Under certain physiological conditions, class-A CpG ODNs form nanometer-sized multimers by self-assembly, because of the palindromic and poly-G sequences. By contrast, class-B CpG ODNs lack the potential to form such higher-order structured multimer. IFN-α induction by class-A CpG ODNs is thought to result from the formation of multimers, the average size of which has been demonstrated to be ~100 nm in length. Interestingly, IFN-α production was observed when class-B CpG ODNs were loaded onto 180-nm polystyrene nanoparticles, suggesting that nanoparticles are able to alter the cytokine induction mediated by interaction between class-B CpG ODNs and TLR9. However, the mechanism by which class-B CpG ODNs acquires the potential to induce IFN-α remains unclear. In the present study, we aimed to clarify this mechanism. For this purposes, we prepared silicon nanoparticles (Si-NPs) with an average diameter of 3.4 nm, because silicon has a low inherent toxicity. The Si-NP possessed a substantial photoluminescence quantum yield in the visible region. Generally, polycations such as polyethyleneimine and poly-L-lysine are used for modifying nanoparticles to electrostatically bind negatively charged DNA. However, polycations have been reported to result in nonspecific binding of negatively charged molecules, and also to promote the formation of nanoparticles aggregates, which are thought to cause side effects. It is likely that the toxicity of polycations may affect cytokine induction in the immune system, and also the interaction between CpG ODN and TLR9. Thus, we modified the surface of Si-NP with allylamine, to ensure a positive charge, and electrostatically bound to CpG ODN molecules. Furthermore, alternative surface modification of Si-NP was performed by introducing maleimide into allylamine amino group to covalently crosslinked CpG ODN molecules onto Si-NP.
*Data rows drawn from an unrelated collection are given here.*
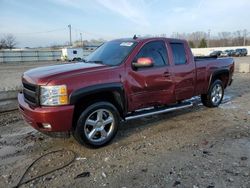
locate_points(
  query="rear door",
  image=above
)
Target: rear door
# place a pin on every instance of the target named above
(183, 70)
(152, 85)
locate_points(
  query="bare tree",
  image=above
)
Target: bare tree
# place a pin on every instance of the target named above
(10, 41)
(3, 44)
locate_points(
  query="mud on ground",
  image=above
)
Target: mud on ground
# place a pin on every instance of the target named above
(195, 147)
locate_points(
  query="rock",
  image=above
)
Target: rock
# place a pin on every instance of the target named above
(176, 183)
(243, 158)
(82, 175)
(144, 170)
(104, 175)
(230, 179)
(246, 174)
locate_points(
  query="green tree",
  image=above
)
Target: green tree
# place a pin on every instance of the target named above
(191, 44)
(203, 43)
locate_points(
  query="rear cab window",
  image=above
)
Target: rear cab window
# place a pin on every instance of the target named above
(155, 50)
(179, 53)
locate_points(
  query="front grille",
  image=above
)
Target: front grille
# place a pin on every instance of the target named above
(31, 93)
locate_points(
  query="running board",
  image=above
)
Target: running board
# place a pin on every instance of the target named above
(153, 111)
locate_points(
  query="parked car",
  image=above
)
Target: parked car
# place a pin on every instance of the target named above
(122, 80)
(72, 54)
(231, 52)
(241, 52)
(216, 53)
(225, 53)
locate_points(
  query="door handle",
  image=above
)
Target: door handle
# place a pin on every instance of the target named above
(166, 74)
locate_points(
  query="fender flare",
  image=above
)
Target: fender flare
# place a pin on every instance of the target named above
(116, 88)
(216, 73)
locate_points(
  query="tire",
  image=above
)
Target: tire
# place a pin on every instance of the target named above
(97, 125)
(214, 96)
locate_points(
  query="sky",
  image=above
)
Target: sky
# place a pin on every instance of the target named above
(45, 22)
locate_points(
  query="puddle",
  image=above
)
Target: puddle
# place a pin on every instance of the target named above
(22, 131)
(8, 150)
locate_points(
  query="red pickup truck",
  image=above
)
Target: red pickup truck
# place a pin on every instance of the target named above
(122, 80)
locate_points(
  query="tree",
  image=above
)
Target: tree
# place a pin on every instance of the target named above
(3, 44)
(191, 44)
(8, 42)
(203, 43)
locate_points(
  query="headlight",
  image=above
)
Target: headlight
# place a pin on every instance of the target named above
(53, 95)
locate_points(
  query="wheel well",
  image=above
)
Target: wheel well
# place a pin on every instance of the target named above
(113, 97)
(223, 76)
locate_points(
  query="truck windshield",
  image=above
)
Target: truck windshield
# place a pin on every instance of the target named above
(111, 53)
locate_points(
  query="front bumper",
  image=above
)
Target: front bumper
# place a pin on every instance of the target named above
(60, 117)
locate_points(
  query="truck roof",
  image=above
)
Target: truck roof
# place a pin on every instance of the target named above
(146, 39)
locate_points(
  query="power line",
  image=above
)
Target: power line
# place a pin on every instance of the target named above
(37, 32)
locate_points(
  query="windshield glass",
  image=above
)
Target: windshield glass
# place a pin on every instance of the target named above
(111, 53)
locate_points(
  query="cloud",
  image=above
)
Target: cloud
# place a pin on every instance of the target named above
(131, 10)
(179, 9)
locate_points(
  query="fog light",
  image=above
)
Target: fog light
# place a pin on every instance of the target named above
(46, 125)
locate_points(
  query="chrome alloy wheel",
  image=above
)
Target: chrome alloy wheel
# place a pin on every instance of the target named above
(216, 94)
(99, 125)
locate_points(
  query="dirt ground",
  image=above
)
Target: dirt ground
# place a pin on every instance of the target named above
(195, 147)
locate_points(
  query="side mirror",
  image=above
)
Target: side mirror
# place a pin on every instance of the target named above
(143, 62)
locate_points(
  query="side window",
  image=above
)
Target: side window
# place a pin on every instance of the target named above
(155, 50)
(179, 53)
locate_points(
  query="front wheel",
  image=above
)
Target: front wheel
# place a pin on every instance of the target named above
(97, 125)
(214, 96)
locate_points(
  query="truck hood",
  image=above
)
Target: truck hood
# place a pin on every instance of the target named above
(43, 75)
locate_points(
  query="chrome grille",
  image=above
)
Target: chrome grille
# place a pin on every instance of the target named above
(31, 92)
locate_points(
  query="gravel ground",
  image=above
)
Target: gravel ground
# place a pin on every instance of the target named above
(195, 147)
(10, 74)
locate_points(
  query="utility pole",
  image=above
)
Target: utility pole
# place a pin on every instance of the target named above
(70, 39)
(81, 40)
(244, 37)
(208, 38)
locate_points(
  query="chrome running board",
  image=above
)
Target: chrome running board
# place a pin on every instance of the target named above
(153, 111)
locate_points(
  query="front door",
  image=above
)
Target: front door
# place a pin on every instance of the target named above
(151, 86)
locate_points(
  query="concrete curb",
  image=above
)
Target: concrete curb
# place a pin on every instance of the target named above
(8, 100)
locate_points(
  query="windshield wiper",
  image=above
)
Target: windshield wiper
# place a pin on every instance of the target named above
(97, 62)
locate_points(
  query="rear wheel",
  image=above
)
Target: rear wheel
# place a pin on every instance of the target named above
(97, 125)
(214, 96)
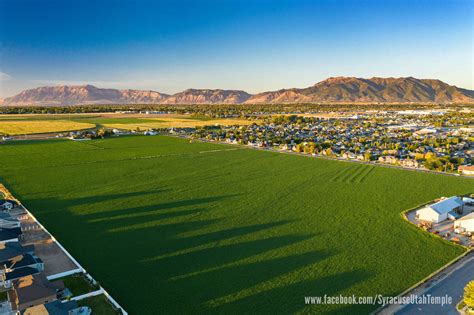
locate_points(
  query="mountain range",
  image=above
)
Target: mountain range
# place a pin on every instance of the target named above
(331, 90)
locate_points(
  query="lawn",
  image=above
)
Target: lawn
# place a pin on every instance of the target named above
(178, 227)
(99, 305)
(31, 124)
(21, 127)
(78, 285)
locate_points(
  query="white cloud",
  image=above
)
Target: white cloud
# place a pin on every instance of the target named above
(4, 76)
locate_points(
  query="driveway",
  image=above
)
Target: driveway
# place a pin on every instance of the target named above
(452, 285)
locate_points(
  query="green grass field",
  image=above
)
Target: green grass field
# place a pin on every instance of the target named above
(177, 227)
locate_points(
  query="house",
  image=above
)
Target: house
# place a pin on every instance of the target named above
(7, 204)
(447, 208)
(8, 276)
(388, 159)
(58, 308)
(150, 133)
(18, 267)
(466, 169)
(8, 222)
(465, 224)
(9, 235)
(409, 163)
(33, 290)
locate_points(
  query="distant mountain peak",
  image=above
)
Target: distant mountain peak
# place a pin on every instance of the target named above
(338, 89)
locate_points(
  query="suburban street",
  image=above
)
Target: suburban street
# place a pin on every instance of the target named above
(451, 284)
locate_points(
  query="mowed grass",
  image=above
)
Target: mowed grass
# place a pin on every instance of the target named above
(178, 122)
(20, 127)
(31, 124)
(170, 226)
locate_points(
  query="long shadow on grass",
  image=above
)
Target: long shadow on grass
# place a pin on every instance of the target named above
(290, 298)
(176, 258)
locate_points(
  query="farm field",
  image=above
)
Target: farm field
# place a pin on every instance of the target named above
(165, 224)
(20, 127)
(32, 124)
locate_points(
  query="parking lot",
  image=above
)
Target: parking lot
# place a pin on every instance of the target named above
(444, 229)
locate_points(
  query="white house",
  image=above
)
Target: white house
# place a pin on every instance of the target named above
(465, 224)
(447, 208)
(7, 222)
(6, 205)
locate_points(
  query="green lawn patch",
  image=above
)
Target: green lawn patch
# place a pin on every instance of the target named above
(99, 305)
(177, 227)
(78, 285)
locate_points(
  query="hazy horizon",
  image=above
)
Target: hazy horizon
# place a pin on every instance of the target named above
(253, 46)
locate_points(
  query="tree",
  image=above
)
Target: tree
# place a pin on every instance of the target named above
(469, 294)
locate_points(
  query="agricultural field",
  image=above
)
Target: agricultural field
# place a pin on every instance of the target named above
(34, 124)
(188, 227)
(21, 127)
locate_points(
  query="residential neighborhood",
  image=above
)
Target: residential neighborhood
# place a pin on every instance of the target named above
(37, 275)
(426, 140)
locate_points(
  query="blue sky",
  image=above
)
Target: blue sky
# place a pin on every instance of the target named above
(256, 45)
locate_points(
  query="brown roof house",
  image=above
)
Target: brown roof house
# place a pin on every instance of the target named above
(33, 290)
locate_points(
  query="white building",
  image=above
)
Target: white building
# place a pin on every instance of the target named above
(447, 208)
(465, 224)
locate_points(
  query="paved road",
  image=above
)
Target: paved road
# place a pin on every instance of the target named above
(453, 285)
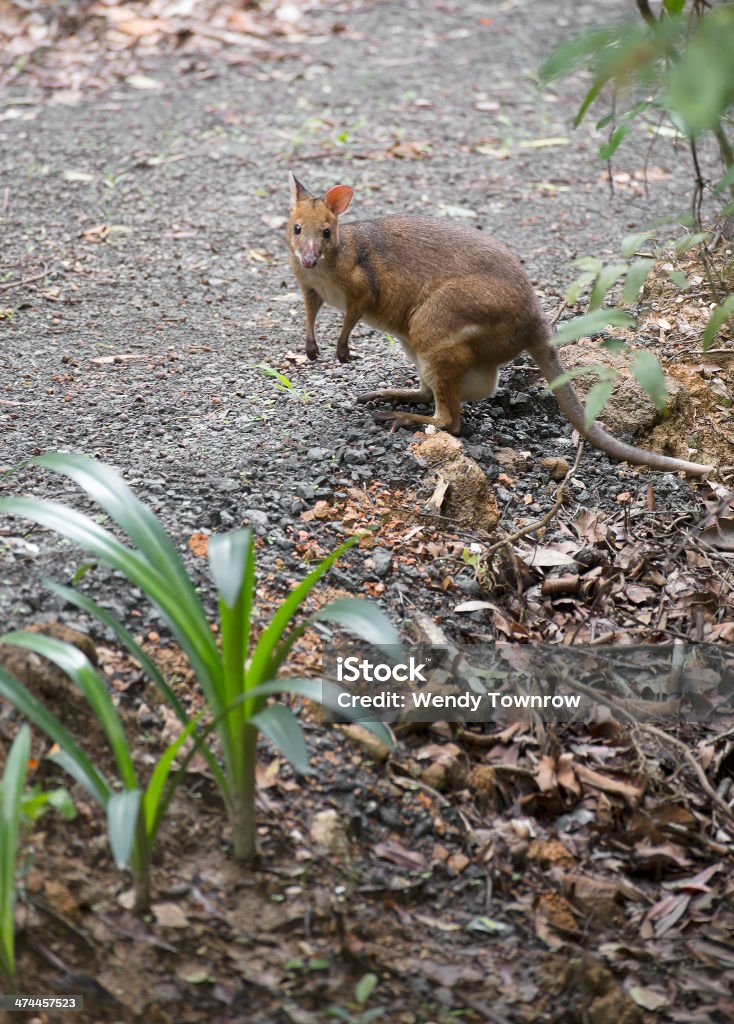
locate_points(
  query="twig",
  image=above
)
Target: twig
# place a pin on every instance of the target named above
(557, 315)
(666, 739)
(24, 281)
(540, 523)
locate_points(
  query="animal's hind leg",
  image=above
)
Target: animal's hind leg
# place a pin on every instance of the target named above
(446, 416)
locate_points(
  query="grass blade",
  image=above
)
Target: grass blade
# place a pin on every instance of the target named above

Here, we present the binding mode dependent bifurcation of cytokine induction (Figure 1) and discuss the possible mechanism of bifurcated cytokine induction by interaction between class-B CpG ODN molecules and TLR9. Our discoveries also provide that nanoparticles play roles in not only delivery of CpG ODN but also control of CpG ODN action.